Slow application execution due to overheating is nothing new. The vast majority of new devices slow down when they detect that the processor is getting too hot. This prevents overheating issues and maintains battery life. After the launch of the Samsung Galaxy S22, several Twitter and Youtube users noticed that the Game Optimizing Service (GOS) reduced the performance of several apps without giving the option to disable the feature.
Although it is a performance optimization service for games, users claim that only a third of the titles recognized by the app are games and the rest are normal apps. The apps affected are around 10,000, including apps from streaming services like Netflix and Spotify, social media apps like TikTok, and even apps from Samsung itself. Those not on the list are performance measurement applications such as Geekbench, Antutu, 3DMark, and GFXBench.
We consider this a form of benchmark manipulation because major benchmark apps, including Geekbench, are not restricted by this service.
— Geekbench (@geekbench) March 4, 2022
The developers of the Geekbench application reacted to this observation by removing four generations of Galaxy smartphones from the service which makes it possible to compare the performance of the devices tested via this application.
According to Geekbench officials, smartphones reduce speed through an analysis of device behavior, but GOS reduces performance based on the application itself. Most speed measurement apps are designed to compare the performance of various devices to help consumers make more informed decisions. When the results are manipulated in this way, the measurement results are completely skewed.

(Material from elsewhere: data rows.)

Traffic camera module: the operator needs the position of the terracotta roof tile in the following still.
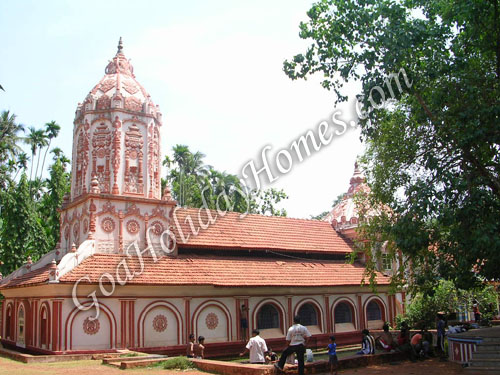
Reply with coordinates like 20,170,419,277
55,254,389,287
0,264,51,288
173,208,352,253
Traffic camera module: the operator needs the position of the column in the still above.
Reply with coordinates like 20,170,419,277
283,296,293,332
184,297,194,344
116,299,135,349
234,296,249,341
357,294,365,330
52,300,63,352
323,294,333,333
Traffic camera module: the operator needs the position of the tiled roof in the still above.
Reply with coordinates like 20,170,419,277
0,254,389,287
172,208,352,253
0,264,51,288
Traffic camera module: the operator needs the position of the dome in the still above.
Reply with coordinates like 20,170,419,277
76,38,161,121
325,163,370,230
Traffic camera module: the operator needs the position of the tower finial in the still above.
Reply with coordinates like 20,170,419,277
116,37,123,55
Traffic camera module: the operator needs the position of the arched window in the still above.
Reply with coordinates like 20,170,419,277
335,302,352,324
17,305,24,343
298,303,318,326
257,303,280,329
366,301,382,320
40,306,49,348
5,305,12,340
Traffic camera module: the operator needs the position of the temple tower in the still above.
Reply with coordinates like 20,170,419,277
59,38,176,255
71,38,162,201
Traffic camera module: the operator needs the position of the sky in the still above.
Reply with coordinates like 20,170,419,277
0,0,363,218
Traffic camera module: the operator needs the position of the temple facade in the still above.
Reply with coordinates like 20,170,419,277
0,40,403,356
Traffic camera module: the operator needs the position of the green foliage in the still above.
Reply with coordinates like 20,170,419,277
0,111,70,275
284,0,500,289
396,280,498,328
39,151,71,249
162,145,288,216
0,111,27,189
0,173,49,275
162,357,195,370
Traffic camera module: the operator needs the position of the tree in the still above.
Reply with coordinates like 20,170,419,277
39,149,71,250
162,145,288,216
0,173,49,275
24,126,47,197
0,111,26,188
255,188,288,216
284,0,500,288
398,280,498,328
40,121,61,178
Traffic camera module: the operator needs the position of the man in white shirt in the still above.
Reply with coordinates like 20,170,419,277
240,329,267,364
274,315,311,375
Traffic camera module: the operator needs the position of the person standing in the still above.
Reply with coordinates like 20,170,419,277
472,300,481,324
274,315,311,375
328,336,339,375
240,329,267,364
186,333,196,358
356,329,375,355
197,336,205,359
436,313,445,357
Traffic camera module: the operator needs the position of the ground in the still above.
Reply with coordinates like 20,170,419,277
0,357,464,375
328,358,464,375
0,357,207,375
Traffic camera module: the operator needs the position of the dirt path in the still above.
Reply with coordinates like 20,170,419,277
0,357,207,375
0,357,464,375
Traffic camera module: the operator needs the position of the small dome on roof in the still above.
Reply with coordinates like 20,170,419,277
77,38,159,117
325,162,370,230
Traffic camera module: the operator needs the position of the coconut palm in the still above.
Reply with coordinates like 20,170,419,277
0,111,24,163
24,126,47,193
40,121,61,178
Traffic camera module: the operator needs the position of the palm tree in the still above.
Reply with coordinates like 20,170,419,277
173,145,192,206
24,126,38,181
50,147,71,166
24,126,47,193
0,111,24,162
40,121,61,178
13,152,30,181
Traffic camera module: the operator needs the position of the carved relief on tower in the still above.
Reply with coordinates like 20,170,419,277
112,116,122,194
125,96,142,112
122,80,139,95
148,125,161,198
124,124,144,194
99,79,115,93
96,94,111,110
73,124,89,198
92,123,112,193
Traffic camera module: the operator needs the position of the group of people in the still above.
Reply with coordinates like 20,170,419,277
186,333,205,359
187,314,445,375
366,313,446,360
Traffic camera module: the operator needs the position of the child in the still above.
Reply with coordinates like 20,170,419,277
328,336,339,375
356,329,375,355
266,348,278,363
198,336,205,359
186,333,195,358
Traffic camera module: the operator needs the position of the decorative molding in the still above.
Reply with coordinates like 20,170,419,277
101,216,116,233
153,314,168,332
83,317,101,335
205,313,219,330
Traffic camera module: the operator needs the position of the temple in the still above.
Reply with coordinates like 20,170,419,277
0,39,404,356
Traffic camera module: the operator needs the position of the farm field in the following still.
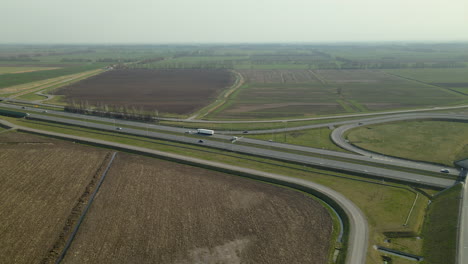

According to a report on The Verge, Samsung has promised to release an update for GOS that will allow users to directly configure app performance. According to Samsung’s Kelly Yeo, “We appreciate the feedback we’ve received and plan to release an update soon that will allow users to define how games play.”
Geekbench’s usage policy prevents devices that have been removed from being included again, even after the issue that led to the removal has been resolved. Therefore, Samsung smartphones are not expected to return to the Geekbench database anytime soon.
This isn’t the first time a smartphone maker has tried to manipulate performance test results using this method. In July 2021, OnePlus was caught tweaking the performance of several popular apps on the OnePlus 9 and OnePlus 9 Pro. These devices have also been banned from the Geekbench database.